In LEPR deficiency, five of 11 patients hit the main goal of 10 percent or greater weight reduction. The average weight loss in this group was 12.5 percent; the average reduction in hunger rating score was 41.9 percent. LEPR deficiency patients in the study lost an average 36.8 pounds in one year.

Of the six patients that did not achieve the main goal of the LEPR study, Rhythm said the data suggest that three did not receive the correct dosing, and all three experienced substantial weight gain after they stopped receiving the drug at the end of the study. A fourth patient stopped treatment early due to side effects. And the fifth and sixth patients had other health problems that made it difficult to assess the effect of the drug, according to Rhythm.

Side effects included reactions at the injection site, as well as nausea and vomiting. The patient who withdrew experienced mild hypereosinophilia, a blood disorder characterized by high numbers of white blood cells.

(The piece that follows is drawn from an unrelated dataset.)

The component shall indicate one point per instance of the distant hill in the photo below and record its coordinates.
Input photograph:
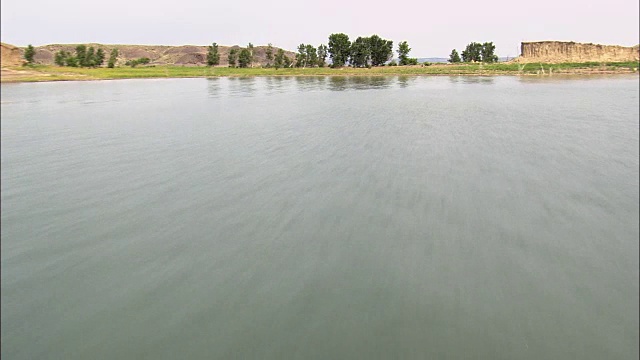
(11, 55)
(185, 55)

The reduction in the hunger scores translates to a tangible improvement in patients’ quality of life, Murray Stewart, Rhythm’s chief medical officer, told analysts on a conference call. “They’re not raiding the cupboards anymore,” Stewart said.

CEO Keith Gottesdiener said on the conference call that even though some patients did not hit the weight-loss goal established for the studies, their reduction in hunger is meaningful. He added that the company has spoken with regulators about the importance of that measure in the lives of patients, adding that “it’s our impression that the FDA will be open to it overall.”

Rhythm expects to publish the full Phase 3 data in the fourth quarter of this year. At that point, the company will be preparing to file a “rolling” submission to the FDA for both POMC and LEPR. A rolling review means that a company can submit sections of the application as they are completed, rather than waiting for the entire application to be finished.

Setmelanotide is also being tested as a treatment for two other rare, genetic obesity disorders: Bardet-Biedl syndrome and Alström syndrome. The company expects to complete enrollment for those Phase 3 studies in the second half of this year.